Looking to the year ahead and further forward, PSA International group chairman Fock Siew Wah warned that “the world and our industry will continue to be buffeted by an inexorable range and accelerating pace of transformation and disruptions in the way goods are produced, sold, transported and used.”
“PSA will continue to work closely with its partners and customers to tap the relevant technologies, develop innovative solutions that facilitate trade flow and improve processes, and co-create business models that will bring sustained benefits and value to all stakeholders in the global supply chain,” Fock concluded.

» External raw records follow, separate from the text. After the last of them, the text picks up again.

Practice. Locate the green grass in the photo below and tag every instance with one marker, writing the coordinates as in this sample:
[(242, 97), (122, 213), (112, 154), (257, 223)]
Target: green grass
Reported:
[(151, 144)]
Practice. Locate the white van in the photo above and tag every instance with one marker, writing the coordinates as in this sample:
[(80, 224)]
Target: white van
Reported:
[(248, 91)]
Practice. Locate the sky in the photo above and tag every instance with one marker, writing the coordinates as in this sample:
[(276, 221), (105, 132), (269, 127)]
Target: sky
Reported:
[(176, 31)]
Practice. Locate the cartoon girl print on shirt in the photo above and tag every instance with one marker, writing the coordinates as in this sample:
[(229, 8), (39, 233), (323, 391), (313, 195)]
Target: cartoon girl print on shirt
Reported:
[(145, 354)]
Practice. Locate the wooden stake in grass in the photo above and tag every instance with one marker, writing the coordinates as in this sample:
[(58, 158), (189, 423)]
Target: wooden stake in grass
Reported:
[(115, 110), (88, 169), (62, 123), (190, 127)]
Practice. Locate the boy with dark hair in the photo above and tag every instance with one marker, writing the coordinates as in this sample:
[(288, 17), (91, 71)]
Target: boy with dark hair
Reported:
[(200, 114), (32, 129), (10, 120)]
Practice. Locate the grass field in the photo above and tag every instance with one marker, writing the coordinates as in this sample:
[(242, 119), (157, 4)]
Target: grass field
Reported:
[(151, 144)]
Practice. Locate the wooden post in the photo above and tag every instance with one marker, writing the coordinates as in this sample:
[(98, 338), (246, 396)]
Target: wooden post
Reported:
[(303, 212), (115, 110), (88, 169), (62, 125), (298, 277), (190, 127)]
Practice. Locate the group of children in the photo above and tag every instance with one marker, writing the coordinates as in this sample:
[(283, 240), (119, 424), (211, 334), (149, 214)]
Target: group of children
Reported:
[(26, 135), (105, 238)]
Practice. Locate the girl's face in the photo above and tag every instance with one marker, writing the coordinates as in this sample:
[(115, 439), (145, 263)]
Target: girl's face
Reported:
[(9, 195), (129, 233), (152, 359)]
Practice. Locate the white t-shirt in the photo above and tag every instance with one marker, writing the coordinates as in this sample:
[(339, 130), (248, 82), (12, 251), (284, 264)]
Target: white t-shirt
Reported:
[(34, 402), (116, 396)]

Group ceo Tan Chong Meng also noted the increasingly digital dimension to the upcoming changes in the industry. “As we witness the current wave of digitalisation and acknowledge the increasing quest for cargo flow visibility, we believe PSA can work with our customers and partners to create a new suite of solutions that exploit the opportunities which digitalisation offers, taking advantage of the fact that PSA already operates at key nodes of global trade and supply chains,” he said.
“Going into 2018, we are keenly aware that the dynamics of our industry remain highly changeable and competitive. PSA will therefore keep an open mind, embrace change and collaboration, seize opportunities, and seek common good,” Tan added.

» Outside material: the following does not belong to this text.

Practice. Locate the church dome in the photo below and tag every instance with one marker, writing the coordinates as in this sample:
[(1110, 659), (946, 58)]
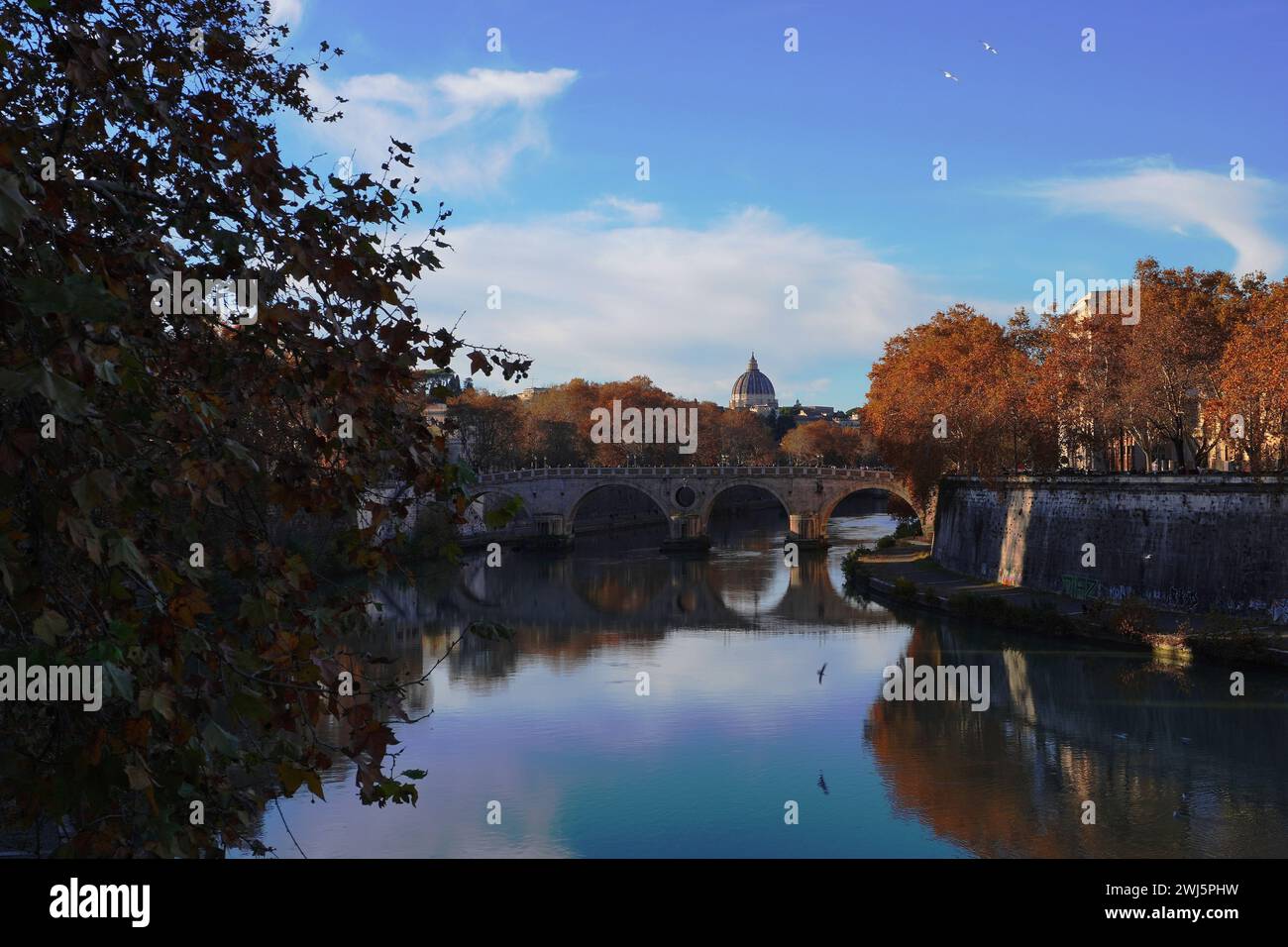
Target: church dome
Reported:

Meanwhile, with one eye on the dynamic changes in store in the future and the other firmly fixed on managing the present challenges, PSA saw good gains in both its international and flagship Singapore operations in 2017.
As a whole, PSA International (PSA) handled 74.24m teu in 2017, representing an increase of 9.8% from the previous year.
PSA’s flagship Singapore Terminals contributed 33.35m teu of that, with throughput rising 9.0% over 2016. PSA terminals outside Singapore delivered a total throughput of 40.89m teu, growing at a slightly faster pace of 10.4% over 2016.
Acknowledging the role of the recovery in the global economy, Tan said: “2017 ended on a relatively positive note as global container throughput had its strongest showing since 2011, aided by stronger economic growth in many countries.”
Alluding to the much speculated volume gains at the expense of neighbouring ports, he also noted that “the frenzied container liner shipping consolidation in 2016, which percolated into service deployment changes in 2017, also contributed towards PSA's group throughput for the year”.